Но я могу повернуть рычаг «машины времени» и… смеяться над собой. Елена Кирилловна перестает быть богиней. Слишком ясны ее приемы жадного кокетства. Ей нужен Буров, ей требуются все мужчины мира, словно она может сложить их всех у своих точеных ног. И глаза ее вовсе не щурятся кокетливо! Это всего лишь оптический обман! Я не могу понять: неужели все-таки ребенок у нее от Бурова, и я была такой дурой, что ничего не заметила? Как гадко! Самой противно перечитывать свои «зрелые» мысли. Уж лучше верить, что у куклы закрываются глазки, чем расточать подобные «рентгеновские взгляды» с закрытыми глазами; лучше прижиматься щекой к бархатному переплету, лучше прятать дневник под подушку или совсем сжечь его, чтобы никто не прочитал…
Голубая тетрадь… Наивный альбом далекого детства, которое было больше двух недель назад. Я снова берусь за этот дневник только для того, чтобы записать в него то страшное и огромное, бесконечно тяжелое и жестокое, что обрушилось на меня, навеки излечив от нелепого девичьего недуга, о котором я собиралась повествовать…
Вот уже две недели для меня не существует ничего… Не светит солнце… Для других оно светит, потому что он хотел, чтобы оно светило. Но для меня все серо, все пусто… Я хожу, вернее, передвигаюсь, как в темноте, отвечаю людям на пустые вопросы и ничего не чувствую… У меня нет желаний, нет веры в будущее, нет любви ни к кому на свете, даже к маме… И я даже не могу себя за это презирать!..
Я читала правительственное сообщение о присуждении ему звания Героя Советского Союза, как неживая, словно это обо мне говорилось посмертно… Автомат, который передавал с борта корабля последнюю радиограмму, был более живым, чем я. Он сообщал, что температура в кабине стала выше ста градусов, что пульс космонавта сначала очень повысился, а потом…
Автомат горел, у него плавились предохранители, н он передавал что-то странное об амбразуре и о новом виде логики без промежуточных вычислений. У меня тоже сгорело… сердце. В груди теперь пустота и боль. Я не знала, что такое горе. Я воображала, что в горе можно биться головой о камни, рвать на себе волосы, плакать, кричать… Теперь я знаю, что горе — это пустота, отсутствие жизни, всего, что существует…

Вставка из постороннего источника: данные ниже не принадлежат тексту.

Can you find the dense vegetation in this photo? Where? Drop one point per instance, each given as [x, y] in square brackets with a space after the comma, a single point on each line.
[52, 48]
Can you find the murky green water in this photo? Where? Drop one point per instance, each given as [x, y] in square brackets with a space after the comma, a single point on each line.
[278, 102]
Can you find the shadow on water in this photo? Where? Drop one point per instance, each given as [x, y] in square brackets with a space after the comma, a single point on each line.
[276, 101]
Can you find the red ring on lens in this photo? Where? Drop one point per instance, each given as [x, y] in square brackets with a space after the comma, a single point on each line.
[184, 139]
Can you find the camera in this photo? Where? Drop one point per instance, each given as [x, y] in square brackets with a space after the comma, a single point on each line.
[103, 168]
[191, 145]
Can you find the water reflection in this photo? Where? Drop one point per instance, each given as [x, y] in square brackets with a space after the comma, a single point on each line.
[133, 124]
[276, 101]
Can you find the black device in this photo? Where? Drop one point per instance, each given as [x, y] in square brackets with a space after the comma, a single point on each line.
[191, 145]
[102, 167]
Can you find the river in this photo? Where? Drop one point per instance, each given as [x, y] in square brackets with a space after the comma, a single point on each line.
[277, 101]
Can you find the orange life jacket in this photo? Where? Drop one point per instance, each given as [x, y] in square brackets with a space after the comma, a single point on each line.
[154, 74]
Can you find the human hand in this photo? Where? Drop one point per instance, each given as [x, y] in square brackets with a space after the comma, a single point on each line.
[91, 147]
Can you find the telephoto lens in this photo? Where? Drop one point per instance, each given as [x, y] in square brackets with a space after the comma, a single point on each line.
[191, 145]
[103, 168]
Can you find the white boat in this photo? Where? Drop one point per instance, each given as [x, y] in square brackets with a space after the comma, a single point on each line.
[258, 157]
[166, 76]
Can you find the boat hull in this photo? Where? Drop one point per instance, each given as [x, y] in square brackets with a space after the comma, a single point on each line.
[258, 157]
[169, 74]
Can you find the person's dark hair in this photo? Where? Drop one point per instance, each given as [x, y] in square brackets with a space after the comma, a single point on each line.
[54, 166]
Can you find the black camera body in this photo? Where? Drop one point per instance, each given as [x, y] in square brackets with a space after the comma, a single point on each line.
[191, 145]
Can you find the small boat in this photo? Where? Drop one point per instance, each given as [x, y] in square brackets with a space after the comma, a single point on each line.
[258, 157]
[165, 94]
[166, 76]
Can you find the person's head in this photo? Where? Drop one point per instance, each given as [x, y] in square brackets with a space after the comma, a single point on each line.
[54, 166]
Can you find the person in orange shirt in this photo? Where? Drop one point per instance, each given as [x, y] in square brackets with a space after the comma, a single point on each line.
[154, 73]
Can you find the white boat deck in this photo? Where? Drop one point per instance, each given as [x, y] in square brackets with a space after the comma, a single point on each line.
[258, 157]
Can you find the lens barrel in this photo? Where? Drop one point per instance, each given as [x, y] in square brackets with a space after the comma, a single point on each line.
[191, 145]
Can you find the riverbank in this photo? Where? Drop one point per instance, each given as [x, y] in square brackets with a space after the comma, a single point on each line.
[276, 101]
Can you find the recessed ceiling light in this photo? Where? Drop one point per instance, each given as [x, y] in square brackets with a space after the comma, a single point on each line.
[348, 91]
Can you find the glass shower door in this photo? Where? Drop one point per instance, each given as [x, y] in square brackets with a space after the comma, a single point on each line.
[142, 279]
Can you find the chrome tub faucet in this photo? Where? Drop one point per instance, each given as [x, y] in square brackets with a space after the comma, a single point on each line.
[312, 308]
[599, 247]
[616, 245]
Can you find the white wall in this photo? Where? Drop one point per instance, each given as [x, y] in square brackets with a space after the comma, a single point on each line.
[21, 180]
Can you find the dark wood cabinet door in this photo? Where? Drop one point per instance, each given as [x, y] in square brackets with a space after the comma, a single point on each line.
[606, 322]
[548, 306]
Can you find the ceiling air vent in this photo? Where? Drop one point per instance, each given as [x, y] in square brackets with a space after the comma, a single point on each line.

А зачем она мне, эта жизнь, если я не могу сесть напротив него, чтобы мои коленки упирались в его жесткие колени, смеясь, смотреть в его щурящиеся глаза с лапками морщин, думая о самом заветном и радуясь, что он узнает это без всяких слов? Зачем, если он никогда больше не придет, если я никогда не услышу его голоса, не ощущу его запаха, отдающего табаком, кожей и немного бензином?… Зачем?
Я хожу как с закрытыми глазами, натыкаясь на предметы и на людей, иногда на Бурова в лаборатории, и тогда с ужасом отстраняюсь. Ведь он открыл «Б-субстанцию»… более того, он уверил, что она опасна на Солнце, побудил корабли-перехватчики лететь к Солнцу.
Впрочем, ведь я сама помогала ему: мыла посуду, таскала тяжелые катушки проводов, вела журналы наблюдений… А если он неправ и никакой опасности Солнцу не было? Если страшная жертва напрасна?
Две недели я жила во мгле. И мне страшно теперь, что мгла начинает рассеиваться, что жизнь вопреки всему существует и может затянуть меня своими неумолимыми зубчатыми колесами…
Мама сказала, что я не имею права быть такой парализованной. Папа отдал жизнь во имя жизни.